In 2005, Brennan merited a 14-page section in the first Philadelphia grand jury report. He was removed from active ministry that year. In 2006, a lawsuit was filed accusing him of abusing a minor in the late 1960s and early ’70s, two decades before Sean allegedly was abused. That case, like many abuse cases involving priests, was settled out of court.

Now 77, Brennan lives in Perryville, Md., on the Eastern Shore, where he collects a church pension. “His faculties have been restricted for quite some time,” according to a statement by Ken Gavin, a spokesman for the Philadelphia Archdiocese. “He is not able to publicly exercise his priestly ministry or present himself publicly as a priest. His canonical status is currently pending in terms of laicization” — or removal from the priesthood. Brennan’s defense attorney, Trevan Borum. declined to comment.

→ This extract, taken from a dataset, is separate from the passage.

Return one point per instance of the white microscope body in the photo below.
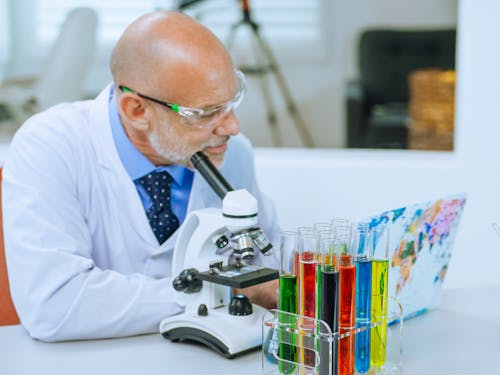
(208, 317)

The sexual abuse scandal shocked the Philadelphia area, home to 1.5 million Catholics, 35 percent of the population. The “Bishop Accountability” Web site, which tracks clergy abuse, lists 136 priests from the archdiocese suspected of abuse, including Brennan.

The scandal ensnared two cardinals, Anthony Bevilacqua and Justin Rigali, who had been criticized for not doing enough to investigate and remove from active ministry priests accused of sexually abusing children. The criminal investigation resulted in the conviction of Monsignor William Lynn, the first Catholic Church official jailed in the scandal, for covering up the abuse. It is possible that he will meet privately with victims and their families, but any such meeting is unlikely to be announced in advance.

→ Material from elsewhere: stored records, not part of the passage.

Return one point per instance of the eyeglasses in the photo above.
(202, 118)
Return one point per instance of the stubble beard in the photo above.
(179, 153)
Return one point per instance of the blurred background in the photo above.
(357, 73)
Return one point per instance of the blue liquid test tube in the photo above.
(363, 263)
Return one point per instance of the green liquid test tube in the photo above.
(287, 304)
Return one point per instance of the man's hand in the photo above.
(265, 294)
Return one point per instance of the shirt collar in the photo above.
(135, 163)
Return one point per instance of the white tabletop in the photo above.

On Sunday, Sept. 27, Pope Francis is scheduled to visit several prisoners at the jail in Philadelphia where, until July, Lynn was incarcerated. (He is now in a state prison awaiting the outcome of an appeal.)

About a week after Sean McIlmail’s death, the Philadelphia district attorney’s office dropped its case against Brenna for lack of a witness.

“Sean suffered in silence for over a decade,” District Attorney Seth Williams, a former altar boy, said at the time. “I cannot say enough about the bravery this young man displayed in coming forward to bring these crimes to light.”

Sean told his family that he was cooperating with authorities for the sake of his nephews, Liam and Braden, with whom he chased butterflies in the yard, so what had happened to him “wouldn’t happen to these guys.”

A civil case, seeking reimbursement for Sean’s drug rehabilitation costs and damages for pain and suffering, is continuing.

“We plan to depose Brennan. We’ve asked for Monsignor Lynn, the bishops, a laundry list of church officials,” says Hamilton, the family attorney and a scholar of church-state legal issues. “The family is requesting an agreement of better policy. This case is not under seal, because the McIlmails have refused to sign the confidentiality agreements requested by the church. They want justice. They want to protect children. They want the world to know. And they want the church to do better.”

Discovery in the case is supposed to begin this fall, with a trial scheduled for November 2016, though the church has historically settled cases before they go to trial.

“The drug piece is unbelievably common,” says David Clohessy, national director of SNAP (Survivors Network of Those Abused by Priests). “The indirect disclosures are surprisingly common. The law enforcement involvement is painfully rare.”

The McIlmails’ anger is directed more toward the church than the priest they accuse of damaging their son.

“I’m not mad at him, because I think he’s sick,” Debbie says. “I’m angry at the church for letting him serve so long and covering it up.”

The McIlmails aren’t sure anything will bring them back to participation in the formal structure of the church. Their faith, however, remains resolute.

“We were never mad at God,” Mike says. “I pray nightly that Brennan lives a nice long life. I also pray that other victims have the courage to come forward.”

Debbie plans to be out of the region when Pope Francis visits. “If they had asked if anyone who had a child who was a victim would meet with the pope,” she says, “I would have met with him.”